Critics draw a line between the corporate influence on the summit and its agenda and vision focused on investment-friendly, high-tech solutions, such as gene editing and artificial intelligence-controlled farming.
In January, the current UN special rapporteur on the right to food, Michael Fakhri, wrote to Kalibata expressing concern that the summit was prioritising big business over human rights, which were initially not included in summit preparations. “The Summit still appears to be heavily skewed in favour of…market-based solutions. A human rights-based approach to food systems, however, puts people before profits…There will be no real solutions if we focus on science and technology, profits and markets, without also addressing fundamental questions of equality, accountability, and governance,” wrote Fakhri.
Mallari says the private sector-led, market-oriented and technology-driven solutions and processes being put forward by the summit come from the same neoliberal frameworks that led us to the crises we now face. “By framing hunger as a ‘shortage’ and ‘market access’ issue, they gloss over the fact that poverty, injustice, occupation, neocolonialism and inequality are at the heart of hunger,” she explains.
Hungry for change
La Vía Campesina South Asia expressed doubt to Equal Times that the summit can offer any meaningful solutions to hunger, malnutrition, global warming and food wastage. “We believe that no systemic transformation is possible without recognising and protecting at the local level the rights of those who are the heart of the food systems.

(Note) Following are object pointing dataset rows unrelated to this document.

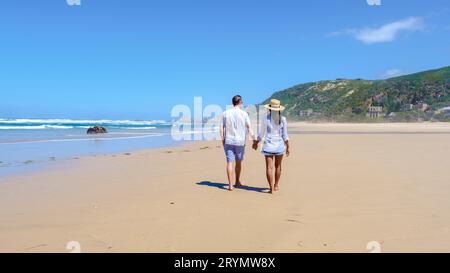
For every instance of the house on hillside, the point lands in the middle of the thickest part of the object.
(375, 111)
(421, 106)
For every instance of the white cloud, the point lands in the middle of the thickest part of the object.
(394, 72)
(384, 33)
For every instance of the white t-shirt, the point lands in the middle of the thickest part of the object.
(236, 121)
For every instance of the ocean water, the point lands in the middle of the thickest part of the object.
(32, 144)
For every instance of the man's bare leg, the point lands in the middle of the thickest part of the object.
(230, 175)
(238, 169)
(269, 172)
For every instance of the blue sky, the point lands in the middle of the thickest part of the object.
(136, 59)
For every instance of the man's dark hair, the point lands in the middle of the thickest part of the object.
(237, 100)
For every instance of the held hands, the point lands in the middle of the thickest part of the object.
(255, 145)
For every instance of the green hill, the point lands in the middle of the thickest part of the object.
(419, 96)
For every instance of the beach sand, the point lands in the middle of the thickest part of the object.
(342, 187)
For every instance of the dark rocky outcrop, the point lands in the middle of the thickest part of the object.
(97, 130)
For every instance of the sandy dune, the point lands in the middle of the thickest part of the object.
(342, 187)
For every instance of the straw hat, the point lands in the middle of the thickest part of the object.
(274, 105)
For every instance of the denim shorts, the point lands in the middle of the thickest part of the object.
(234, 153)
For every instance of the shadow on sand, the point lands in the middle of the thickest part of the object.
(223, 186)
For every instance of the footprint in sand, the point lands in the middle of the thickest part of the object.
(294, 221)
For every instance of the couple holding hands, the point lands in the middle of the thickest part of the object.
(273, 134)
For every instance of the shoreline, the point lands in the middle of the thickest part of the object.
(338, 192)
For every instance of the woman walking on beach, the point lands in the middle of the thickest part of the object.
(273, 133)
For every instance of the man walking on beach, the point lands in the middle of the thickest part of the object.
(233, 131)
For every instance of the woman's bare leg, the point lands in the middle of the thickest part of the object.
(269, 172)
(278, 161)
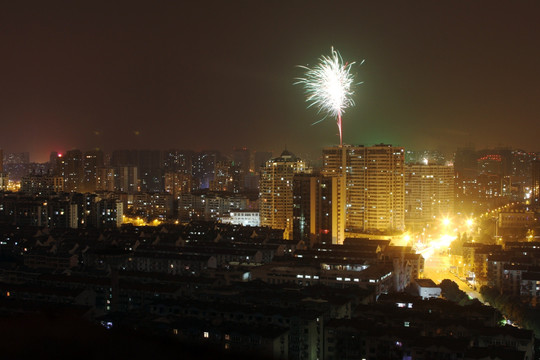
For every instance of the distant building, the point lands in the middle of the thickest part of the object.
(312, 208)
(535, 184)
(244, 218)
(427, 288)
(92, 161)
(276, 191)
(71, 168)
(42, 184)
(369, 192)
(429, 193)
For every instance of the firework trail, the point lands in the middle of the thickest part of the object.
(329, 86)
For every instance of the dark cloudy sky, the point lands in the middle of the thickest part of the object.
(204, 74)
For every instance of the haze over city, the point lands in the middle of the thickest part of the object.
(216, 75)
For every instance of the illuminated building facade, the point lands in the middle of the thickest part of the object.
(312, 211)
(276, 191)
(42, 184)
(92, 161)
(368, 190)
(71, 167)
(429, 193)
(178, 182)
(535, 184)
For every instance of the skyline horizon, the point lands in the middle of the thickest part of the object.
(44, 158)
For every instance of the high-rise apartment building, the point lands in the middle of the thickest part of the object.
(535, 186)
(92, 161)
(312, 208)
(368, 189)
(276, 191)
(429, 193)
(71, 169)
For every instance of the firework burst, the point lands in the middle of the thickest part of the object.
(329, 86)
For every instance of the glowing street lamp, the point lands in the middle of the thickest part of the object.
(446, 221)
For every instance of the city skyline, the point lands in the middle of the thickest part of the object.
(217, 75)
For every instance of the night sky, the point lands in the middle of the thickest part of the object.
(214, 75)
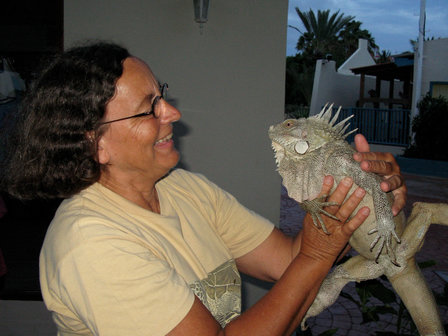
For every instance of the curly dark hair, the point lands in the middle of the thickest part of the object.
(52, 155)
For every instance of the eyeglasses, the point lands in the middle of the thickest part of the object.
(155, 112)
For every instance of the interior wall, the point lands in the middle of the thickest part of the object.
(228, 81)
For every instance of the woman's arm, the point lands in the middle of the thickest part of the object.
(279, 312)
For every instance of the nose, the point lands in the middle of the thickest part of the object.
(169, 113)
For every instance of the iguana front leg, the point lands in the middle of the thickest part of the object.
(315, 208)
(356, 268)
(385, 224)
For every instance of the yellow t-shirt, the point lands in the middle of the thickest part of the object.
(110, 267)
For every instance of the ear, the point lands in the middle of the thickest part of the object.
(102, 153)
(301, 147)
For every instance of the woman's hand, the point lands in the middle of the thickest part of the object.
(385, 165)
(318, 245)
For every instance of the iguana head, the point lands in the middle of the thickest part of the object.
(298, 137)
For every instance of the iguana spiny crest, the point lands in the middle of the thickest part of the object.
(299, 136)
(308, 149)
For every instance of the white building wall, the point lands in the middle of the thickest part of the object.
(228, 82)
(361, 57)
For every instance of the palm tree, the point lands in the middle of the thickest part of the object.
(321, 32)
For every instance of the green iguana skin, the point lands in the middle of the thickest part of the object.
(308, 149)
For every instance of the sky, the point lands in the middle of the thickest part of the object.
(392, 23)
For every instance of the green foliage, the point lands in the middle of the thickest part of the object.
(430, 128)
(325, 34)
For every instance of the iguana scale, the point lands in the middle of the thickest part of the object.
(308, 149)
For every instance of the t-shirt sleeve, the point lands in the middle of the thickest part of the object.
(241, 229)
(118, 287)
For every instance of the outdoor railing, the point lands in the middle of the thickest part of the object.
(379, 126)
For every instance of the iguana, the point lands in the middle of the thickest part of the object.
(306, 150)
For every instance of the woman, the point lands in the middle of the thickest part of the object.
(139, 249)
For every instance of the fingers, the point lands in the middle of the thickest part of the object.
(379, 163)
(354, 223)
(350, 205)
(361, 143)
(326, 186)
(339, 194)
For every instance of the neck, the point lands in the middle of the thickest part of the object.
(142, 193)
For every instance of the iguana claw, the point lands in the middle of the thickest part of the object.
(386, 242)
(315, 208)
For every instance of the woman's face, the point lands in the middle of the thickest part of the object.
(138, 147)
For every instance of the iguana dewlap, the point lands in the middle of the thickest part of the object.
(308, 149)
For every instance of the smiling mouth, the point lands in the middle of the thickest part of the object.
(164, 139)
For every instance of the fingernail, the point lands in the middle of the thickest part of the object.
(347, 181)
(360, 192)
(365, 211)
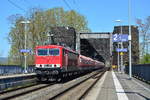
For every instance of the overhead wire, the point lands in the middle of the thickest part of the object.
(17, 6)
(67, 4)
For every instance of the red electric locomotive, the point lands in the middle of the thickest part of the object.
(55, 62)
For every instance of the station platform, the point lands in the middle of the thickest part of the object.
(16, 75)
(118, 86)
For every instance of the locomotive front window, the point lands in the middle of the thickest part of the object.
(54, 52)
(42, 52)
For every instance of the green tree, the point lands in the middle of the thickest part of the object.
(145, 59)
(40, 21)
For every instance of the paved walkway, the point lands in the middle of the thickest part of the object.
(117, 86)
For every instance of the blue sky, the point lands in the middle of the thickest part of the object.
(100, 14)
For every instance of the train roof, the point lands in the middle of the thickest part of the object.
(55, 46)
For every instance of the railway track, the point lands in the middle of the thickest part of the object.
(15, 93)
(79, 91)
(77, 88)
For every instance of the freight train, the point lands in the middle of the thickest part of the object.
(54, 62)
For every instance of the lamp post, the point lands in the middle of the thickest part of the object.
(25, 44)
(129, 38)
(121, 65)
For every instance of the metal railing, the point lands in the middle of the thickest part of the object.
(140, 71)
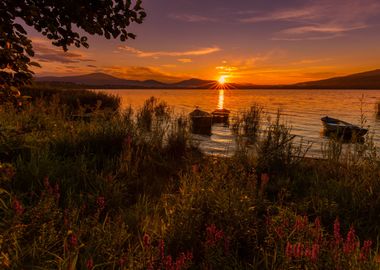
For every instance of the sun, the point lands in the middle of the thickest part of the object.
(222, 79)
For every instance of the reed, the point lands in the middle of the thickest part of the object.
(129, 190)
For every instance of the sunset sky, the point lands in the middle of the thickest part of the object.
(254, 41)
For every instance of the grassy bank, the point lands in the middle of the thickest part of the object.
(129, 190)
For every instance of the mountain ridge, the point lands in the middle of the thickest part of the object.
(362, 80)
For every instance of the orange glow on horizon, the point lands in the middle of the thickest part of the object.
(222, 79)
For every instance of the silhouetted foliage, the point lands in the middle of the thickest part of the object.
(62, 22)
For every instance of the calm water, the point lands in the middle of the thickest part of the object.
(301, 109)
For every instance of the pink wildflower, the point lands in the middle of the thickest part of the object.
(195, 168)
(168, 262)
(264, 181)
(349, 244)
(146, 240)
(56, 192)
(364, 251)
(17, 206)
(73, 240)
(162, 248)
(298, 250)
(90, 264)
(213, 235)
(318, 231)
(301, 223)
(101, 203)
(314, 252)
(47, 185)
(289, 250)
(337, 236)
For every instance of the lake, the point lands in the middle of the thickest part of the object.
(301, 109)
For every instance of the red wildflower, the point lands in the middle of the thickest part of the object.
(213, 235)
(289, 250)
(162, 248)
(364, 251)
(73, 240)
(168, 262)
(90, 264)
(101, 203)
(264, 181)
(47, 185)
(146, 240)
(17, 206)
(337, 236)
(349, 244)
(298, 250)
(314, 252)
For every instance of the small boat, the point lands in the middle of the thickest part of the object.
(342, 128)
(201, 122)
(220, 116)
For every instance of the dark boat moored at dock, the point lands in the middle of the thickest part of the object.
(220, 116)
(201, 122)
(342, 128)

We want food sovereignty in our territories…we want a food system that…is climatically, culturally appropriate and diverse for each locality and community. The priority should be to wholly fulfill the human rights of food producers as stated by the United Nations Declaration on the Rights of Peasants.”

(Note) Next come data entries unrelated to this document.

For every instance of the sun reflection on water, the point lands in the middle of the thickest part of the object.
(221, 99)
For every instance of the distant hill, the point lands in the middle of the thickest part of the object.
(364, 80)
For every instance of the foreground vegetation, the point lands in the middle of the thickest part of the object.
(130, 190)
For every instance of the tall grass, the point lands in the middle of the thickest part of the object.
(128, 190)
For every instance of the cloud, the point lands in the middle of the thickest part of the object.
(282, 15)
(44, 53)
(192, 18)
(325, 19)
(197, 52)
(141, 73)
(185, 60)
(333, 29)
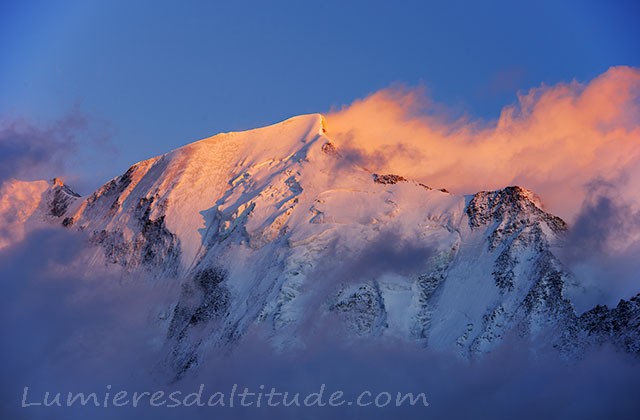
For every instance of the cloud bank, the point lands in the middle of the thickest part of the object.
(577, 145)
(554, 140)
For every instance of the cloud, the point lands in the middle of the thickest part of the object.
(602, 246)
(555, 140)
(33, 151)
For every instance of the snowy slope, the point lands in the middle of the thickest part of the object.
(274, 228)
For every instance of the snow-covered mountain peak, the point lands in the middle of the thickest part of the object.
(274, 227)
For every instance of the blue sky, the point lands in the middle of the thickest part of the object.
(158, 74)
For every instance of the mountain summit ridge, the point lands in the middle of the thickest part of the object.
(273, 228)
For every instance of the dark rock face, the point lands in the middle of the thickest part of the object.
(203, 305)
(388, 179)
(61, 197)
(113, 188)
(153, 246)
(620, 325)
(364, 309)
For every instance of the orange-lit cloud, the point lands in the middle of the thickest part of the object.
(554, 141)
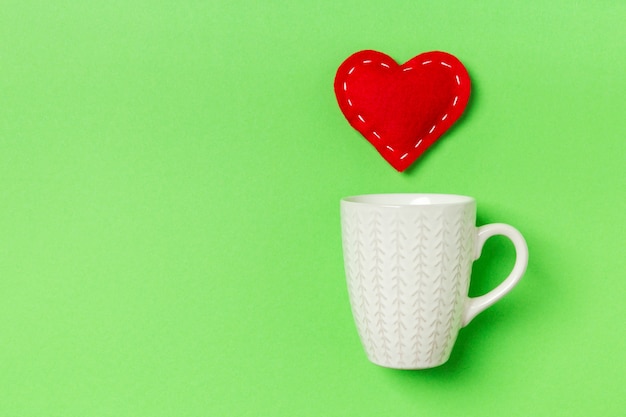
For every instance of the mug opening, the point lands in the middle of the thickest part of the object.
(405, 200)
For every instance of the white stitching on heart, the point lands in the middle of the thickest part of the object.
(432, 129)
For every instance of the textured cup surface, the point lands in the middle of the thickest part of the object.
(408, 260)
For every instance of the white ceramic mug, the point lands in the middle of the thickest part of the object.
(408, 260)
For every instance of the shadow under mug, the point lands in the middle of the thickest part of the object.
(408, 261)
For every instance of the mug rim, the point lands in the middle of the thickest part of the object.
(408, 199)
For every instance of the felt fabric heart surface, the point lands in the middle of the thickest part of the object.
(402, 109)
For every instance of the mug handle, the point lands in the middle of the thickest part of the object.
(476, 305)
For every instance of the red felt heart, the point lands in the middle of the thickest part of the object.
(402, 109)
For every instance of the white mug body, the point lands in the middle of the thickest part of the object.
(408, 261)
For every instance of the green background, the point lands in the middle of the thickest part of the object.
(170, 174)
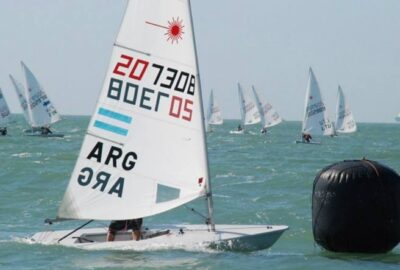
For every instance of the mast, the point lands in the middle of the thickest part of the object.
(210, 206)
(242, 105)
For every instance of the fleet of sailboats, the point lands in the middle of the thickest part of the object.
(214, 115)
(315, 120)
(4, 115)
(19, 89)
(104, 190)
(345, 122)
(41, 110)
(248, 111)
(269, 116)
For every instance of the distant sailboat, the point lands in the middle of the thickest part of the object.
(19, 89)
(345, 122)
(41, 111)
(144, 155)
(248, 111)
(214, 116)
(315, 120)
(4, 115)
(269, 116)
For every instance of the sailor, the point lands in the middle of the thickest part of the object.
(3, 131)
(307, 137)
(264, 130)
(45, 131)
(124, 225)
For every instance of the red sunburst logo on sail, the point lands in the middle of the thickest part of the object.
(174, 29)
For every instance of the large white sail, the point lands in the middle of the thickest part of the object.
(4, 111)
(269, 116)
(214, 116)
(41, 111)
(315, 121)
(144, 152)
(19, 89)
(345, 122)
(248, 109)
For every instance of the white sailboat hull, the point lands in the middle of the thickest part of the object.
(226, 237)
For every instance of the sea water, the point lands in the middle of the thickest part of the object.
(256, 179)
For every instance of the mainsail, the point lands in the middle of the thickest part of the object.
(144, 152)
(214, 116)
(345, 122)
(19, 89)
(269, 116)
(248, 109)
(4, 111)
(315, 121)
(41, 111)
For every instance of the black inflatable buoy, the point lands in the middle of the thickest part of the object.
(356, 207)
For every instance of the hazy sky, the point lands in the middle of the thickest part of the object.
(268, 43)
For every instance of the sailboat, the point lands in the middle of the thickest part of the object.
(41, 110)
(19, 89)
(4, 115)
(269, 116)
(315, 120)
(345, 122)
(145, 149)
(214, 116)
(248, 111)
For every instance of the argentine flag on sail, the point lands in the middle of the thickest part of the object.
(111, 121)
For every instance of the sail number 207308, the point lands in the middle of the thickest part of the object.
(169, 85)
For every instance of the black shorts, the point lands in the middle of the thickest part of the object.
(120, 225)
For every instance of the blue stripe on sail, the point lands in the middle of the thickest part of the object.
(111, 128)
(114, 115)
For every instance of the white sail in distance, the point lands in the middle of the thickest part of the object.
(41, 110)
(19, 89)
(345, 122)
(4, 111)
(248, 110)
(269, 116)
(315, 120)
(137, 156)
(214, 115)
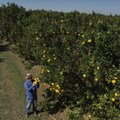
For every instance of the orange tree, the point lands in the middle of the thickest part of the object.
(80, 53)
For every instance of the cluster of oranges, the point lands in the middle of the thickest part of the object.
(116, 94)
(36, 80)
(54, 87)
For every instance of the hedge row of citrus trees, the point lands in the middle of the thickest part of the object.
(80, 53)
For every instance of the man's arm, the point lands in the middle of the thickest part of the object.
(27, 87)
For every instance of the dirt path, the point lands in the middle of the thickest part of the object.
(12, 100)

They are one of hundreds of civil society organisations that has long-demanded a food system transformation rooted in food sovereignty and agroecology. Food sovereignty is widely recognised as an effective strategy to address the overlapping hunger, inequality, biodiversity and climate crises. Agroecology is considered key to the struggle for food sovereignty because of its potential to transform food systems.

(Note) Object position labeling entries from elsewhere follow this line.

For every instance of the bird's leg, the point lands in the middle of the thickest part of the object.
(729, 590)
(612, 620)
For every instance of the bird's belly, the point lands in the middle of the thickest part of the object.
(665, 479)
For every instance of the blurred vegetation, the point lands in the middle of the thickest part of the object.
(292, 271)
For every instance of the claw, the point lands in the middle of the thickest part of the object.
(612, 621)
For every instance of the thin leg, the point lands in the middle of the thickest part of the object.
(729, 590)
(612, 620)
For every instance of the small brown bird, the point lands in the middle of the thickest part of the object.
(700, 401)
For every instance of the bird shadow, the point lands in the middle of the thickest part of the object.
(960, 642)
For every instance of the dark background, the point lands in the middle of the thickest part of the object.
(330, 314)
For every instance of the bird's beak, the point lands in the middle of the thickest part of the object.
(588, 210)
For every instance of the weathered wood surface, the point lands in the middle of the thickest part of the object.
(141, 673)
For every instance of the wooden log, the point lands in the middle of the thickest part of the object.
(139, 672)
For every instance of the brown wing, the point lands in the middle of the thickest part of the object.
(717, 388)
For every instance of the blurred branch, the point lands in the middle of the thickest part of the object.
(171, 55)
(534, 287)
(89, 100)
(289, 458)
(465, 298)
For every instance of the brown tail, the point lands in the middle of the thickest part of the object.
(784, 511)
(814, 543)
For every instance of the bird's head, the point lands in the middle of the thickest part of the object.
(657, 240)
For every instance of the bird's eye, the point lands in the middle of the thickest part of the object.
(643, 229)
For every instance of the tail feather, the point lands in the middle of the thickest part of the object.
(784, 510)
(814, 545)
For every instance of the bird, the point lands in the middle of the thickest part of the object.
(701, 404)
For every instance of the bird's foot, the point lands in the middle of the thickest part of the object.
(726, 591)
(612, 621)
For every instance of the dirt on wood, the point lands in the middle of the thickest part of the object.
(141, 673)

For Baliraine, agroecology must be prioritised unequivocally. “As the only tried and tested food system which can produce food sustainably, [agroecology] should be promoted, domesticated, and mainstreamed in all agriculture policy frameworks from the grassroots to the global level.”
In September, a parallel Global People’s Summit on Food Systems will be held online and on-the-ground in participating countries around the world, co-organised by the People’s Coalition on Food Sovereignty, to amplify the voices being shut out of the Food Systems Summit.
To change our food systems, we must listen to and support civil society, which has the most progressive ideas for how to transform them in the direction of equity and sustainability, says Anderson. “Perhaps the most important thing is to question every ‘solution’ that you hear and ask who is supporting it and why, whom will it benefit and whom will it harm.”